- Genre: Mystery; Romantic; ;
- Directed by: La. Rajkumar
- Starring: Kalaiyarasan; Sheela Rajkumar; Bala Hasan; Antony; Vela Ramamoorthy; Goutham; Kishore; ;
- Country of origin: India
- Original language: Tamil
- No. of seasons: 1
- No. of episodes: 8

Production
- Producer: Vetrimaaran
- Cinematography: Velraj
- Running time: approx.30-45 minutes per episode
- Production company: Grass Root Film Company

Original release
- Network: Aha Tamil
- Release: 21 October 2022 – present

= Pettaikaali (TV series) =

Pettaikaali is a 2022 Indian Tamil-language romantic mystery television series that aired on Aha Tamil.
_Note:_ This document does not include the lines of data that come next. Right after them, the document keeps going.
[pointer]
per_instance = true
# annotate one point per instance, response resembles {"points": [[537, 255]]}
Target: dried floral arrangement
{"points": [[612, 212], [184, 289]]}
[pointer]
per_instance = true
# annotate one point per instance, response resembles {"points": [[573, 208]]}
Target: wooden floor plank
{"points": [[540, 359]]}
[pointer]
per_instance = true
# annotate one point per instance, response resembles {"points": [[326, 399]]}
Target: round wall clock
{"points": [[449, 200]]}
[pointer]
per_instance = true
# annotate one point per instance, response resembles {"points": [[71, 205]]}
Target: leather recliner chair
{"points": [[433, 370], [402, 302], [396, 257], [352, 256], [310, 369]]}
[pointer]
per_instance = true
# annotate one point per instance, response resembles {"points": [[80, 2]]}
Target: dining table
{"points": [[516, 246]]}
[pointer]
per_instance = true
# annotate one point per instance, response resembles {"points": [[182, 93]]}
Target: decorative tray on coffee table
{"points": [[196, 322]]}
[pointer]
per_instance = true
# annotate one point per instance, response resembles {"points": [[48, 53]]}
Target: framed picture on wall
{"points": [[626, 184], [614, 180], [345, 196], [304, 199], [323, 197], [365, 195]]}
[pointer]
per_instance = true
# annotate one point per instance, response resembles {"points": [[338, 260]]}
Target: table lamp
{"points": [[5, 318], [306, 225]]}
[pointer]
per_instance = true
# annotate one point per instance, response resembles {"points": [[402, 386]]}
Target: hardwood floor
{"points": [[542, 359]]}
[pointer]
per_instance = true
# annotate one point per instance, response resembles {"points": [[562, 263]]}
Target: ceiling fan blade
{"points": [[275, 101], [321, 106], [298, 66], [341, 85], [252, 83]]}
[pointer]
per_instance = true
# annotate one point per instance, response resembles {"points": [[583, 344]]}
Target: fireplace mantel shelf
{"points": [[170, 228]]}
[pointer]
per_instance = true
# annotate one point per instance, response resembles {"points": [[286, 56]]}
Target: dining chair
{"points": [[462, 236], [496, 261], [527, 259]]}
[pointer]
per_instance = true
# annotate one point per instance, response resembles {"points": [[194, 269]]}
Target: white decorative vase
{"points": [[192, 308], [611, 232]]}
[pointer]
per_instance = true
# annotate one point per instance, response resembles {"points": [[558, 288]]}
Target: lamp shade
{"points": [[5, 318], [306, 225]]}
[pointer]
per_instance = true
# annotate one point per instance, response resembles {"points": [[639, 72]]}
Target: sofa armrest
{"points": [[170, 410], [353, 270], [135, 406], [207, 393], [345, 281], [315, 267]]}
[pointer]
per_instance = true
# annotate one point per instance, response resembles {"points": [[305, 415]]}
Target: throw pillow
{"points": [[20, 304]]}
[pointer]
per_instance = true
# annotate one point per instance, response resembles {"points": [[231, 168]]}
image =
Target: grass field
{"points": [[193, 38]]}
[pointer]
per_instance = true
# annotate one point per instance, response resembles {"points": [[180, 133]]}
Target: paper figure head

Its producer and showrunner was Vetrimaaran and it was directed by La. Rajkumar.It was produced by Grass Root Film Company, and stars Kishore, Kalaiyarasan, Sheela Rajkumar and Vela Ramamoorthy.

==Cast==
- Kalaiyarasan as Pandi
- Kishore as Muthaiyaa
- Sheela Rajkumar as Thenmozhi
- Bala Hasan
- Antony as Parthiban
- Vela Ramamoorthy as Selvasekharan
- Goutham

==Production==
===Casting===
Kalaiyarasan was cast as the male lead role of Pandi.

== Original soundtrack ==

===Title song===
The title song for Pettaikaali was written by La Rajkumar. It was sung by Santhosh Narayanan.

===Soundtrack===

Track listing
| No. | Title | Lyrics | Singer(s) | Length |
|---|---|---|---|---|
| 1. | "Varaan Paar Pettaikaali (வர்றான் பாரு பேட்டைக்காளி)" | La Rajkumar | Santhosh Narayanan | 2:16 |

==Episodes==

| No. | Title | Directed by | Written by | Original release date |
|---|---|---|---|---|
| 1 | "Thoongum Yerimalayin Peruvedippu" | Raj Kumar | Unknown | 21 October 2022 |
| 2 | "Valvinayum Vanjapperum Pagaiyum" | Raj Kumar | Unknown | 28 October 2022 |
| 3 | "Vanmanenum Kodungoor Aayutham" | Raj Kumar | Unknown | 4 November 2022 |
| 4 | "Kaaliyin Avadharippu" | Raj Kumar | Unknown | 11 November 2022 |
| 5 | "Kadhalin Vazhi Neduga" | Raj Kumar | Unknown | 18 November 2022 |
| 6 | "Anbirkum Undo Adaikunthal" | Raj Kumar | Unknown | 25 November 2022 |
| 7 | "Sadhuranga Kaaigalin Sarivu" | Raj Kumar | Unknown | 2 December 2022 |
| 8 | "Sei Alladhu Sethu Madi" | Raj Kumar | Unknown | 9 December 2022 |

== Release ==
Along with the original version in Tamil, there is also a Telugu language dubbed version on Aha Telugu. The series is also available in Hindi & Marathi language dubbed versions titled as 'Bullfight' streaming on Ultra Play & Ultra Jhakaas app respectively.